Signs in the Grade 2 French class of Natalie Ruel at Mother Teresa elementary school in Calgary, Alberta, June 21, 2012. Photograph by Todd Korol for The Globe and MailTODD KOROL/The Globe and Mail

When governments apologize for past injustices, a justifiable first impulse is to distance ourselves from the darkness of a history that seems to belong to someone else. It now seems hard to believe that in 1912, Ontario thought it wise and just and good to curtail French-language instruction in schools, in an attempt to extinguish the proud and growing French presence in the province.

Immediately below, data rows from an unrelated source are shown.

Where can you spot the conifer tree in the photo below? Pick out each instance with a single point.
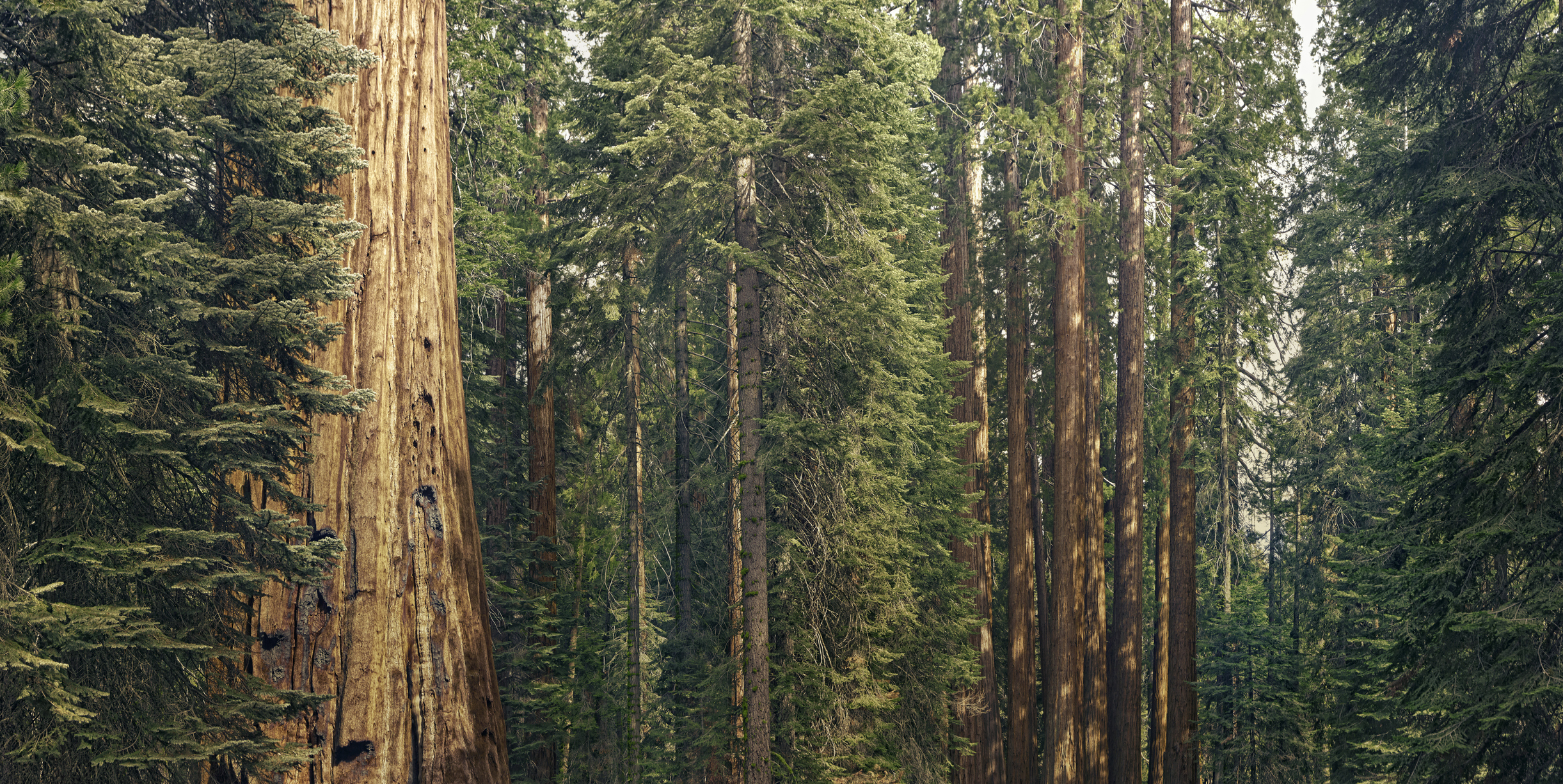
(394, 483)
(166, 249)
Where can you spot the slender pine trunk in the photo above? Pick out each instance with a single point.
(1067, 721)
(1022, 471)
(752, 497)
(635, 505)
(1182, 744)
(1129, 497)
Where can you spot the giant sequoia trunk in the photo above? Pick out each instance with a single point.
(976, 708)
(1123, 709)
(1021, 763)
(1182, 744)
(752, 496)
(399, 633)
(1073, 497)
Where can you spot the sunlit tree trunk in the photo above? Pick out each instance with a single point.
(399, 633)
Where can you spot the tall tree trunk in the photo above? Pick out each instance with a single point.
(976, 707)
(1096, 558)
(735, 528)
(752, 502)
(1073, 499)
(1123, 700)
(540, 400)
(541, 466)
(399, 631)
(635, 503)
(499, 366)
(1022, 467)
(1157, 744)
(1182, 744)
(682, 452)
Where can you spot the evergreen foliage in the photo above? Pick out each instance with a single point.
(166, 246)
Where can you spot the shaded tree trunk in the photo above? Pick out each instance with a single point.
(1123, 698)
(1022, 471)
(399, 631)
(1071, 503)
(1095, 558)
(1157, 721)
(635, 503)
(1182, 744)
(752, 497)
(976, 707)
(682, 452)
(735, 528)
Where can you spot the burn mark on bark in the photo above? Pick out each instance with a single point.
(425, 502)
(352, 750)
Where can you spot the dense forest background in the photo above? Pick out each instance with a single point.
(855, 393)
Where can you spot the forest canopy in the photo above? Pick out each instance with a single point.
(610, 391)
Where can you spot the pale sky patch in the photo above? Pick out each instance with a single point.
(1307, 16)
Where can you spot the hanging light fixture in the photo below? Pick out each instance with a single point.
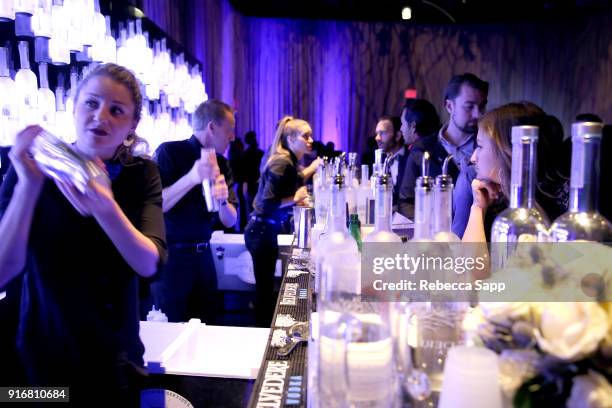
(9, 110)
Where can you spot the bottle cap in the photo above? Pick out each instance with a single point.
(524, 134)
(587, 130)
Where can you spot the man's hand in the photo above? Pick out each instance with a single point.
(220, 191)
(203, 169)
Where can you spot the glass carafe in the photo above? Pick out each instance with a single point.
(583, 221)
(522, 221)
(443, 206)
(27, 89)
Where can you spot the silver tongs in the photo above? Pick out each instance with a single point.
(60, 161)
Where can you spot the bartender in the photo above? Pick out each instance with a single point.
(187, 287)
(281, 186)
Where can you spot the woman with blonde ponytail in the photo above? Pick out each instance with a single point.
(281, 186)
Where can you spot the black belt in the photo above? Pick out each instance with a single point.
(198, 247)
(263, 219)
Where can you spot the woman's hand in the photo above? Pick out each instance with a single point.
(301, 196)
(98, 200)
(22, 160)
(484, 192)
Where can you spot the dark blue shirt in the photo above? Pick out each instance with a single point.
(280, 179)
(188, 221)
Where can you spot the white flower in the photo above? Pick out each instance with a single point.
(570, 331)
(516, 367)
(590, 391)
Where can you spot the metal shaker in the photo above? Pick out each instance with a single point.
(212, 205)
(59, 160)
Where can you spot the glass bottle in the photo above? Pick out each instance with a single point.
(46, 98)
(583, 221)
(336, 241)
(423, 202)
(7, 12)
(383, 204)
(443, 206)
(355, 348)
(9, 109)
(23, 6)
(321, 194)
(351, 185)
(522, 221)
(363, 193)
(27, 89)
(59, 51)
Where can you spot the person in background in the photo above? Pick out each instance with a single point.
(420, 126)
(252, 162)
(390, 139)
(82, 254)
(367, 157)
(187, 286)
(492, 160)
(465, 100)
(281, 186)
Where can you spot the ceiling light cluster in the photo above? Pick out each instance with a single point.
(406, 13)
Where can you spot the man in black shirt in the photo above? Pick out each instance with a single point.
(187, 287)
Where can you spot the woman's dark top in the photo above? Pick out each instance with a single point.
(280, 179)
(79, 311)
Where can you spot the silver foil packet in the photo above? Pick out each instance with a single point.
(59, 160)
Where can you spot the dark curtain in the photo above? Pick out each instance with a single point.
(340, 76)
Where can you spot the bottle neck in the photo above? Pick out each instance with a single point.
(422, 213)
(337, 209)
(523, 177)
(443, 209)
(383, 203)
(585, 175)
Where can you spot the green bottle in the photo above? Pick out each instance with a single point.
(355, 229)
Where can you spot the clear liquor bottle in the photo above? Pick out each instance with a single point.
(363, 193)
(443, 206)
(336, 242)
(583, 221)
(382, 213)
(423, 203)
(352, 184)
(522, 221)
(27, 88)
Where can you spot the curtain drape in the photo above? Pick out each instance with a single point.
(341, 76)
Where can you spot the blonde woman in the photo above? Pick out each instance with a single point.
(281, 186)
(81, 255)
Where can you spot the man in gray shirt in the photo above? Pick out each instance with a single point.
(465, 100)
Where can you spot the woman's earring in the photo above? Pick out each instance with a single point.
(128, 141)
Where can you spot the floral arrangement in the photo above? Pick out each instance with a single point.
(552, 354)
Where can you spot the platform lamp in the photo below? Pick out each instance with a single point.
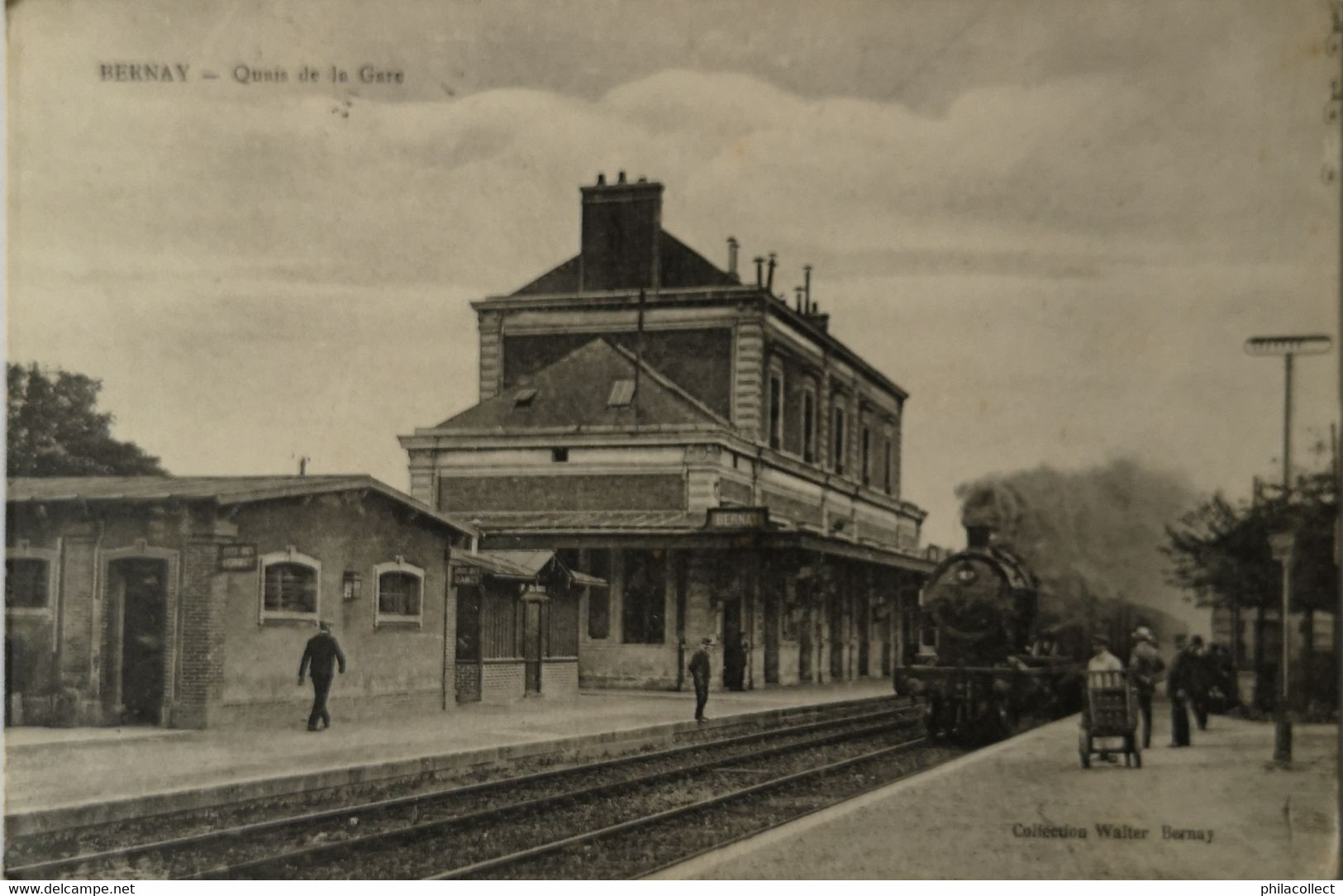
(1282, 543)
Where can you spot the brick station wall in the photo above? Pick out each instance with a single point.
(502, 680)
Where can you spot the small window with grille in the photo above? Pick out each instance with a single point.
(26, 584)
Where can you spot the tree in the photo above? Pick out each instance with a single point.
(1221, 554)
(55, 429)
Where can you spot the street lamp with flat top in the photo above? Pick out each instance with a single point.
(1288, 347)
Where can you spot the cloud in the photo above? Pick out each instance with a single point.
(1057, 272)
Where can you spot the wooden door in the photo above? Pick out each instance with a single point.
(532, 645)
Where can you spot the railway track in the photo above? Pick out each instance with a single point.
(649, 844)
(474, 822)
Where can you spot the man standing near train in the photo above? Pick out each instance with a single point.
(320, 657)
(700, 674)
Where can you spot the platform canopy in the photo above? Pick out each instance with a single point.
(531, 567)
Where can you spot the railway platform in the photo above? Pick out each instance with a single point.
(70, 777)
(1025, 809)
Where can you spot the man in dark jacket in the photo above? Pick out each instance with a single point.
(1145, 665)
(700, 674)
(1179, 684)
(1203, 681)
(320, 655)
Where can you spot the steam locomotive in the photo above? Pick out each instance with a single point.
(979, 665)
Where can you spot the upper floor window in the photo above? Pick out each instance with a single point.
(837, 438)
(809, 426)
(289, 586)
(26, 584)
(775, 408)
(398, 593)
(866, 455)
(887, 472)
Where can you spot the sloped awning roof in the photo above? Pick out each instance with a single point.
(218, 489)
(526, 566)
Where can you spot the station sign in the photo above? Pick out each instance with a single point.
(737, 519)
(466, 575)
(1282, 543)
(236, 558)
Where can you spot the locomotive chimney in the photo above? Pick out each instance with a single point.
(978, 536)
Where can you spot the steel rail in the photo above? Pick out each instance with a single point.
(419, 831)
(47, 868)
(799, 816)
(524, 855)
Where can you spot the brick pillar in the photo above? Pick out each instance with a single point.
(748, 375)
(203, 599)
(895, 453)
(492, 354)
(81, 621)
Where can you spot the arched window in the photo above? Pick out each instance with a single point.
(290, 586)
(26, 584)
(30, 579)
(398, 593)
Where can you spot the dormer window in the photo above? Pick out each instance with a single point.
(777, 408)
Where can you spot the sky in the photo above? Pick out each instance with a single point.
(1052, 222)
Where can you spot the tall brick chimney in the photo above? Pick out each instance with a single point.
(621, 226)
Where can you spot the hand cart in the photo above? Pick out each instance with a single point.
(1110, 713)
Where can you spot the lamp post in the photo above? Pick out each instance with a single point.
(1288, 347)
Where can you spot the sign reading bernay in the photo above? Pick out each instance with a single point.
(737, 519)
(466, 575)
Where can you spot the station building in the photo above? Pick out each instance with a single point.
(187, 602)
(711, 450)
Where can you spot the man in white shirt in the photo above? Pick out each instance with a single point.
(1102, 661)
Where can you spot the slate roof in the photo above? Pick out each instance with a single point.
(574, 393)
(218, 489)
(680, 268)
(590, 520)
(522, 566)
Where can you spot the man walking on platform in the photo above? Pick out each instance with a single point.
(1145, 664)
(320, 655)
(700, 674)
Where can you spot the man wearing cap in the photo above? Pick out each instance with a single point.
(1102, 661)
(700, 674)
(1145, 664)
(321, 655)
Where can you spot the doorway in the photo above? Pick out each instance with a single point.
(771, 637)
(532, 646)
(140, 588)
(734, 652)
(865, 636)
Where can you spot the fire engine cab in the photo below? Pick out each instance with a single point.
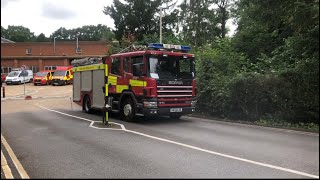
(158, 79)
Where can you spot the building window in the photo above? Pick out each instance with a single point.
(28, 50)
(50, 67)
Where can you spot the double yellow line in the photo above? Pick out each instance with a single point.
(16, 162)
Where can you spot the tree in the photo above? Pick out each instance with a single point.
(42, 38)
(199, 23)
(17, 34)
(84, 33)
(136, 17)
(223, 13)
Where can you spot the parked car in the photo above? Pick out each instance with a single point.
(16, 77)
(43, 77)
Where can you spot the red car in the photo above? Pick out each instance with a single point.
(43, 77)
(3, 77)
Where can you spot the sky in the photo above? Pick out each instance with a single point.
(46, 16)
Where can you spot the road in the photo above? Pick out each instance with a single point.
(53, 138)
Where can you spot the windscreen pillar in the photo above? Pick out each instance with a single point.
(106, 108)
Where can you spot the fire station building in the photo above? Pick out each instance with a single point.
(47, 55)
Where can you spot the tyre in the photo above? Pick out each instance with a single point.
(175, 116)
(87, 104)
(128, 110)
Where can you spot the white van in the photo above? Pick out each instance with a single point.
(15, 77)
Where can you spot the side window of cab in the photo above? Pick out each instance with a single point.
(115, 66)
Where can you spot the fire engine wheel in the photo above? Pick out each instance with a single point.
(128, 110)
(175, 116)
(87, 104)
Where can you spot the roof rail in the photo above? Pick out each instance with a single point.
(157, 46)
(133, 48)
(86, 61)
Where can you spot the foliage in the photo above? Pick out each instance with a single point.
(84, 33)
(135, 17)
(17, 34)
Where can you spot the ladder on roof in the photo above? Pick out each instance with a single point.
(132, 48)
(86, 61)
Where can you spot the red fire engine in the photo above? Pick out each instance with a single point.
(154, 80)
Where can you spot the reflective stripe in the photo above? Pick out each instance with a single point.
(120, 88)
(88, 68)
(107, 90)
(112, 80)
(138, 83)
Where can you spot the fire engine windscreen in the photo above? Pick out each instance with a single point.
(171, 67)
(13, 74)
(41, 74)
(59, 73)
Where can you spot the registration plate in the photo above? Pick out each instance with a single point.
(176, 110)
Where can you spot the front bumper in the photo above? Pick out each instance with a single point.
(58, 82)
(12, 82)
(167, 111)
(40, 81)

Last week, Premier Kathleen Wynne offered to redress this wrong in recognizably modern terms by issuing an official apology for an action that is so palpably of another era. Many young Canadians, blessed with a publicly funded education in French-immersion schools, may be inclined to adopt a why-bother attitude – didn't bilingualism and multiculturalism beat down the bigots in the end?

But the lessons of history never go out of date and should always be made available for belated enlightenment – if only so that we can understand in our own equally fallible human context how our ancestors got the answers to the basic questions of co-existence so wrong.

It was not always thus in early Canada. French enjoyed equal status in Ontario schools even before Confederation. But the militant Protestantism of the Orange Lodge, coupled with a forceful assertion of British imperialism on the eve of the First World War, combined to create a kind of race-based prejudice against the French language.

Ontario's introduction of the infamous Regulation 17 in 1912 even managed to sow internecine conflict among the province's French and English-speaking Catholics – the power-jockeying Bishop Michael Fallon of London sided with the Orange Lodge as a way of asserting greater control over Catholic schooling.

Regulation 17 was in place for only 15 years but in that short time it did enormous damage. Thousands of francophones were deprived of their rights, compromised in their education, limited in their future opportunities and publicly demonized as lesser Canadians. The needless antagonisms generated spilled over into Quebec and justifiably fuelled the nationalist cause – hardened attitudes shaped in that period remain today, long after Ontario saw reason and restored the right to a French-language education. There's a lot to regret, even now.